Postgraduate research project

Statistical multi-target tracking methods to image dynamic processes using X-ray transmission imaging

Funding
Competition funded View fees and funding
Type of degree
Doctor of Philosophy
Entry requirements
2:1 honours degree
View full entry requirements
Faculty graduate school
Faculty of Engineering and Physical Sciences
Closing date

About the project

X-ray computed tomography uses X-ray radiation to generate three dimensional images of an object’s external and internal structure. The method is not only used for medical diagnostics but is also increasingly used in scientific applications where it can provide very high-resolution images, making it a valuable tool in most scientific fields. As the imaging process can be very slow, this however only works well where objects do not move or change during imaging. The approach is thus not applicable to the investigation of many dynamic processes, where the object changes significantly during imaging. For this setting, a new paradigm is required.

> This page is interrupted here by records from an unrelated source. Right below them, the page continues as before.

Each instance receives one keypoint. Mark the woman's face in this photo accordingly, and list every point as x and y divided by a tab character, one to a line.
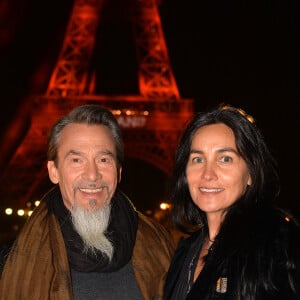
216	174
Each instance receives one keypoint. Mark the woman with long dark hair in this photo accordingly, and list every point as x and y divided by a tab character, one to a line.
241	246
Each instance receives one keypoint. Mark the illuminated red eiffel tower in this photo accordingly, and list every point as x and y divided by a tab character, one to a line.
151	120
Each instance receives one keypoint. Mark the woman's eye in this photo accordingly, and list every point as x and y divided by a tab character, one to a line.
226	159
197	160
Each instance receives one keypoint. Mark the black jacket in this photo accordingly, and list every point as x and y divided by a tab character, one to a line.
270	253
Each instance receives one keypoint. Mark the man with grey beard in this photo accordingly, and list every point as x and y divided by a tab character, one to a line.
86	240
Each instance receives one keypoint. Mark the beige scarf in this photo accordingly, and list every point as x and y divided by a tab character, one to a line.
37	266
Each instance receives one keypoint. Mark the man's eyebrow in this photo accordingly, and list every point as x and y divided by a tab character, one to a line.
221	150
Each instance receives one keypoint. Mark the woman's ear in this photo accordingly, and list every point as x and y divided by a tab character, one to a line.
52	171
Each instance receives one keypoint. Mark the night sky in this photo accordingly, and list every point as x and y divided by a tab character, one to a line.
221	51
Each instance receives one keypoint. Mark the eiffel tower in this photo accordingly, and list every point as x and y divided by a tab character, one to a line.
151	119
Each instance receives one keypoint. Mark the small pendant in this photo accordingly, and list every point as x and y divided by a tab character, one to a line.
221	286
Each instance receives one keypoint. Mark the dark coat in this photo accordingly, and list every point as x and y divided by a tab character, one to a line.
270	254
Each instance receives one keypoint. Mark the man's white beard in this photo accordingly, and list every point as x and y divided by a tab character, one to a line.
91	226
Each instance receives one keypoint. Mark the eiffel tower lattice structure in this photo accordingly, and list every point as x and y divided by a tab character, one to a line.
151	119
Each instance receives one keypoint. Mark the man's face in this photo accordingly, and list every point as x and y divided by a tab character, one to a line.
86	171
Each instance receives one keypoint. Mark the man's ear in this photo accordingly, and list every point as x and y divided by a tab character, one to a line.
52	171
119	174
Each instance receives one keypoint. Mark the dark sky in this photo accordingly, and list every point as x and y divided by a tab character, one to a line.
221	51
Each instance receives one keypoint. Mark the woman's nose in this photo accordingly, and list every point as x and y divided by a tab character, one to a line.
209	172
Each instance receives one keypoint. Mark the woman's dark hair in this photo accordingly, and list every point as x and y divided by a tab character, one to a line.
251	146
86	114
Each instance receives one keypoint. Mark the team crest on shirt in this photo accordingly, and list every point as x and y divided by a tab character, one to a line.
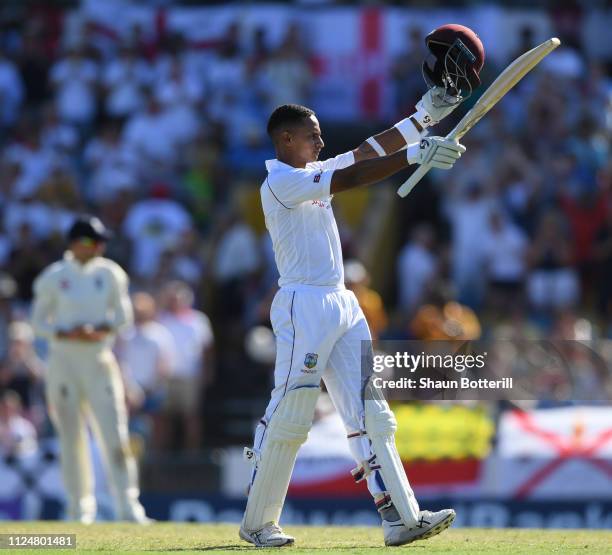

Our team has recently developed a stereo imaging-based methodology that allows us to extract three-dimensional dynamic information at significant faster timescales, however, this approach utilises a dedicated hardware setup with multiple X-ray sources and detectors, which are not available in standard lab-based X-ray systems.

To overcome this shortcoming, we are looking for a PhD candidate to investigate the use of advanced statistical computer vision methods to track object deformations in X-ray data. In particular, you would be studying multi-target tracking approaches, which are statistical algorithms that can track the location of multiple features during a dynamic deformation, whilst simultaneously keeping track of the uncertainties of these estimates. This will then allow you to develop an approach that can utilise standard lab-based X-ray tomography systems with a single X-ray source and detector by combining the estimated dynamics of an object’s deformation model with the approximately known slow relative rotation of the object.

Whilst we anticipate that most of the work for this PhD will be focussed on the development of novel tracking algorithms that will be evaluated on simulated data, we are also working closely with the University of Southampton’s dedicated X-ray Computed Tomography (X-CT) centre “µ-VIS”, which is part of the UK’s National facility for X-CT and houses some of the UK’s largest micro-focus CT scanning systems capable of unveiling sub-surface information from materials, components and structures. With strong links between both research and industry, the centre is used for an extensive list of applications (please see our website for further info: www.muvis.org) and a related PhD project that is currently advertised will be aimed at the exploration of experimental approaches that implement the two source/detector approach.